Он читал медленно, с оттяжкой. Хриплым баритоном и, не поднимая глаз на меня. Медленно шёл по алее и читал, словно не для кого-то, а просто так. Он отводил взгляд в пустоту. Я тихонько, боясь спугнуть, шагала рядом. В тайне, все же радуясь, что стих не про любовь, а просто…
Было чувство, будто бы я подсмотрела что-то личное…
— Я дурак, да? — он печально улыбнулся.
— Было красиво…
Я смутилась от собственных слов.
И мы пошли в тишине.
Возле дверей номера, оба замялись и когда я хотела закрыть дверь, Вася облокотился на косяк и немного грустно спросил:
— На чай не пригласишь?
Я невольно усмехнулась и покачала головой. Не знаю, что я сделала не так, но милый писатель поджал губы и заставил меня шагнуть внутрь комнаты. Хлопнул дверью:
— Алис, чего тебе не хватает?
В голосе обида, непонимание.
Я не рассчитав расстояния, уперлась ногами в ковать и присела от неожиданности.

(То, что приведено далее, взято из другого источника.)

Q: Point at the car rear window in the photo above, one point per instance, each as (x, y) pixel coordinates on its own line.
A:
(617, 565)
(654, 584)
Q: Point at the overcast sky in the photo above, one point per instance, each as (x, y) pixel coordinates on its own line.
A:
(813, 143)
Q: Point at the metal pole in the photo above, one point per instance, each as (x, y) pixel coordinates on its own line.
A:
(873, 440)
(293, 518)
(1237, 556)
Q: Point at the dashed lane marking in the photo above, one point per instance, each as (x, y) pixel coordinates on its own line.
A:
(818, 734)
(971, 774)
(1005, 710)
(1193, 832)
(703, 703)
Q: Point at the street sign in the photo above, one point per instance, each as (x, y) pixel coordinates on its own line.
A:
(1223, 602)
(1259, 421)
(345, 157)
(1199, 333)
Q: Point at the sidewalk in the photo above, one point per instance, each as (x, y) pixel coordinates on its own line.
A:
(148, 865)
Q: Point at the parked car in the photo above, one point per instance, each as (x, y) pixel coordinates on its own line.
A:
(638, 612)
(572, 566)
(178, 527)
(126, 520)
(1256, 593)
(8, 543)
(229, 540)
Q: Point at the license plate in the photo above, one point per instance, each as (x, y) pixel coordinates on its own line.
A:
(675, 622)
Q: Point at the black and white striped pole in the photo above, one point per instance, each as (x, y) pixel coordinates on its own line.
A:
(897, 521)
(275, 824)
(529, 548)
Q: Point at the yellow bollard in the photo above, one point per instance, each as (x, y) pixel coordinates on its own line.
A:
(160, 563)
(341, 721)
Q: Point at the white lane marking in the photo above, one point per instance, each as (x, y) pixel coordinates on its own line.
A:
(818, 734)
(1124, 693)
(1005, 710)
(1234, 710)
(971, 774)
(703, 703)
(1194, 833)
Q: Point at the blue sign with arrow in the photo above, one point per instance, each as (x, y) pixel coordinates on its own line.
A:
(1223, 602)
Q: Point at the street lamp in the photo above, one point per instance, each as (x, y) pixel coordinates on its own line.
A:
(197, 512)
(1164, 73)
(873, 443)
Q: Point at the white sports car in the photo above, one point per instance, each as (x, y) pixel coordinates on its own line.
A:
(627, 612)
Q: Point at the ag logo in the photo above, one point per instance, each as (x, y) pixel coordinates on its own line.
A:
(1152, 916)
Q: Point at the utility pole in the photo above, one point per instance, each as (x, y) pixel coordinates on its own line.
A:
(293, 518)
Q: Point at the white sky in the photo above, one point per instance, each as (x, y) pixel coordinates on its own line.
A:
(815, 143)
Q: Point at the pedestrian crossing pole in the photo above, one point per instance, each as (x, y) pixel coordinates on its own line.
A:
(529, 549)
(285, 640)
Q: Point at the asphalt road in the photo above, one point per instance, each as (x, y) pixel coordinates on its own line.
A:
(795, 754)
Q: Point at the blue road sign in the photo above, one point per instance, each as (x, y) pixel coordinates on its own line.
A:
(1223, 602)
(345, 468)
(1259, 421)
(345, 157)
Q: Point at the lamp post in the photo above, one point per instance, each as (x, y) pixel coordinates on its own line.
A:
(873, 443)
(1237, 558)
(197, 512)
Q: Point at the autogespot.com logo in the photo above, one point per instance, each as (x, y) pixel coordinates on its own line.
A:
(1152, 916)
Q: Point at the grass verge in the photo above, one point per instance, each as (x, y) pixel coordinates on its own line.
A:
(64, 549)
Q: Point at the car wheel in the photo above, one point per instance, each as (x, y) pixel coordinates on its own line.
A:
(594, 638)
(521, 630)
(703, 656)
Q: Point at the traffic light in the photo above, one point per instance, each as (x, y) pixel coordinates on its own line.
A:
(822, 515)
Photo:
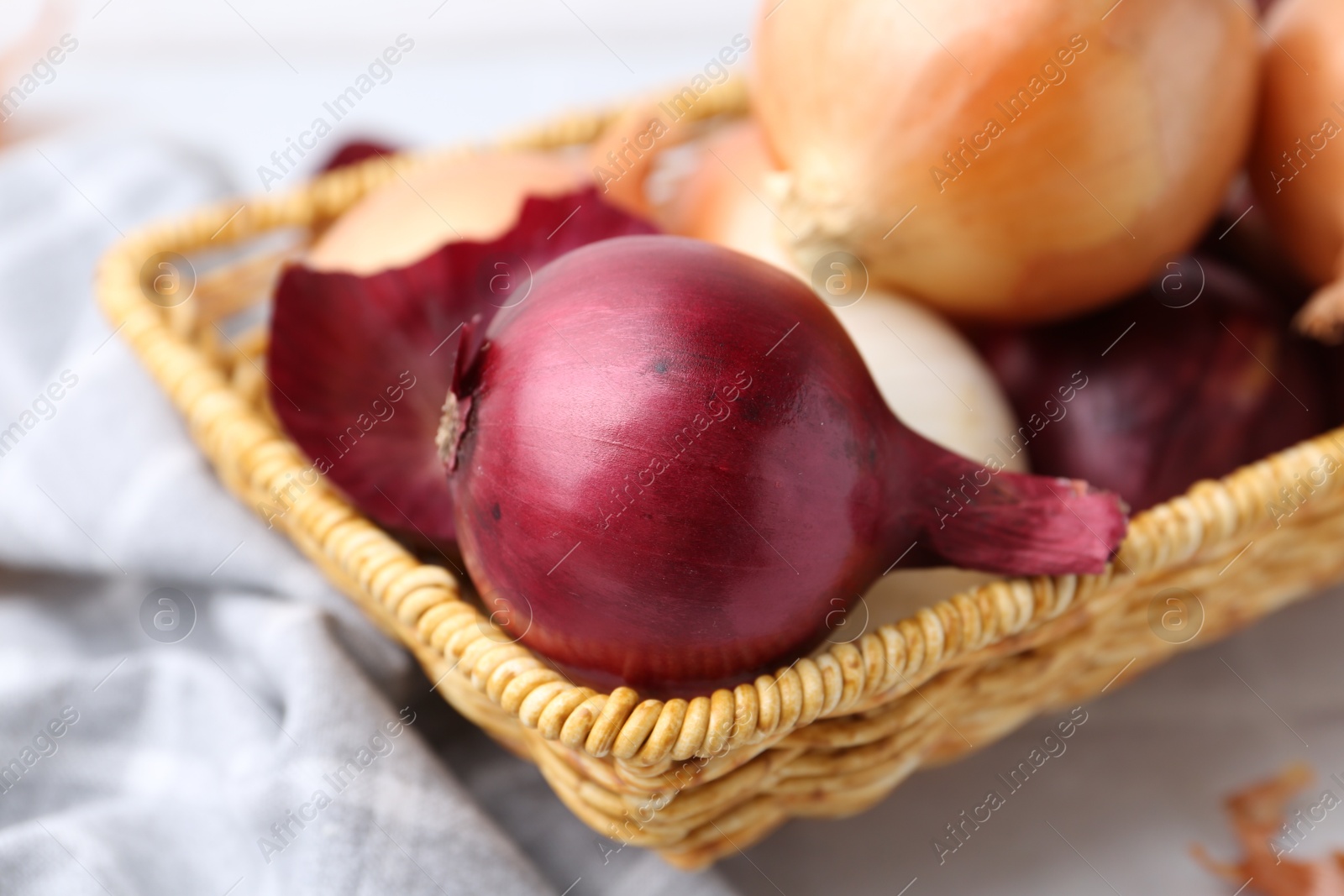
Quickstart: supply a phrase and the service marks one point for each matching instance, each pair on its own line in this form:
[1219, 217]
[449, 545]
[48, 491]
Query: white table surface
[1142, 779]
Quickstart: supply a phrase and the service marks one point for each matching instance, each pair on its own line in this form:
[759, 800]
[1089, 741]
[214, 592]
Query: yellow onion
[726, 196]
[1297, 161]
[463, 197]
[927, 371]
[1016, 161]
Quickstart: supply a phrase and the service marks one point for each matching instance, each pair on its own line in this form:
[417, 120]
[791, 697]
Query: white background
[1144, 777]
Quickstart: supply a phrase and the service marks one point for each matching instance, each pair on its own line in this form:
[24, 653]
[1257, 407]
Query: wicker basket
[830, 735]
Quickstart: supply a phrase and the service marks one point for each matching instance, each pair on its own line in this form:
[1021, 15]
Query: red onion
[356, 150]
[360, 365]
[669, 465]
[1184, 382]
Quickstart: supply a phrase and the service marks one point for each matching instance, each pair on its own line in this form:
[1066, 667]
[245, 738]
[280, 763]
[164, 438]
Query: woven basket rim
[423, 606]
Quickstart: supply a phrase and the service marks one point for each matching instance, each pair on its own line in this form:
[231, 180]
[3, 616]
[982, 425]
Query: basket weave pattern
[830, 735]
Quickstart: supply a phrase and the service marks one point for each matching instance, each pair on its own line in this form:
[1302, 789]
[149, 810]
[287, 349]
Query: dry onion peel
[360, 365]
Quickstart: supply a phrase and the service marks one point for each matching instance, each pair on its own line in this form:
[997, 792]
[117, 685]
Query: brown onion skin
[1296, 168]
[1186, 394]
[1075, 203]
[785, 485]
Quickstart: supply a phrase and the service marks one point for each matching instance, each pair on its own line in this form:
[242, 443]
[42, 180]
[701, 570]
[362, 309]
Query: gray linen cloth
[186, 705]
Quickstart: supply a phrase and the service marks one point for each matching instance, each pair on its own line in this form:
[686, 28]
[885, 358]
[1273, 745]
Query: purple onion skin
[675, 472]
[360, 365]
[1186, 394]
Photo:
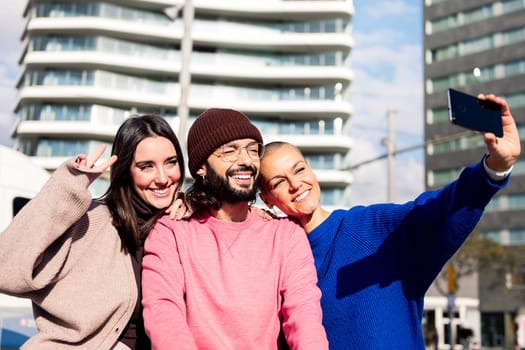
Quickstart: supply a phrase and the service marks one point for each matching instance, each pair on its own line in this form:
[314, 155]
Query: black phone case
[470, 112]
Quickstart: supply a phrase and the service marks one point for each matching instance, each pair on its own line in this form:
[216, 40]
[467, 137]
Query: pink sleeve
[163, 292]
[302, 315]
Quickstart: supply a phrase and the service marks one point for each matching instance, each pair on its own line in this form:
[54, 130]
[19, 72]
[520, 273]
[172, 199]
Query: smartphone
[470, 112]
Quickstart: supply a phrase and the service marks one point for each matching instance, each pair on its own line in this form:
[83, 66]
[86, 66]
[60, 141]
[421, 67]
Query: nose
[295, 184]
[244, 157]
[161, 176]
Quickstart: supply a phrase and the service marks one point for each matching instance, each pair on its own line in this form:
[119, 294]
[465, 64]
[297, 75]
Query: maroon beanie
[213, 128]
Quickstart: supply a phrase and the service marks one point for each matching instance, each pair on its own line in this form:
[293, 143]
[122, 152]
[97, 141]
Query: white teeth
[242, 177]
[161, 192]
[301, 196]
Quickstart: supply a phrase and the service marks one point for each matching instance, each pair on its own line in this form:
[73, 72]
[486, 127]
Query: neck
[310, 222]
[234, 212]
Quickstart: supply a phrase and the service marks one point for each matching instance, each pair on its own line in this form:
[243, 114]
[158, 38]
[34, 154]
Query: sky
[388, 74]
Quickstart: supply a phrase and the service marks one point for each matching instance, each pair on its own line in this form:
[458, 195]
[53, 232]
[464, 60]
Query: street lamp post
[185, 73]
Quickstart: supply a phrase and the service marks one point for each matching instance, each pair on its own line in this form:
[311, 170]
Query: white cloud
[388, 74]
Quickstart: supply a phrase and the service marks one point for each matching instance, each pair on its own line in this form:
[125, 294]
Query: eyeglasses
[232, 152]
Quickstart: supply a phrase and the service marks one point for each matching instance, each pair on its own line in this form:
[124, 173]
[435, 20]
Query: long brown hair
[132, 217]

— Нет, я понимаю… — он снял очки. — Все понимаю… Зачем тебе поэт алкоголик…
— Вась… — мне не дали договорить.
— Но твою ж мать, Алис, чем-то я теперь не хорош? Я выбрался, стал лучше. Перед тобой не заика, который боится глаза поднять. Я за этот год зубами рвал себе место под солнцем, пробирался все выше… И все что я получаю, это усмешку… Чего тебе, мать твою, не хватает?
Он нависал надо мной и я не узнавала этого человека. Какие новые грани, какая экспрессия. Он подавлял меня. И мне бы встать, один раз как следует рявкнуть или по морде отхлестать, но я сижу и жду продолжения концерта. Вася дёргается, вытаскивает кошелёк…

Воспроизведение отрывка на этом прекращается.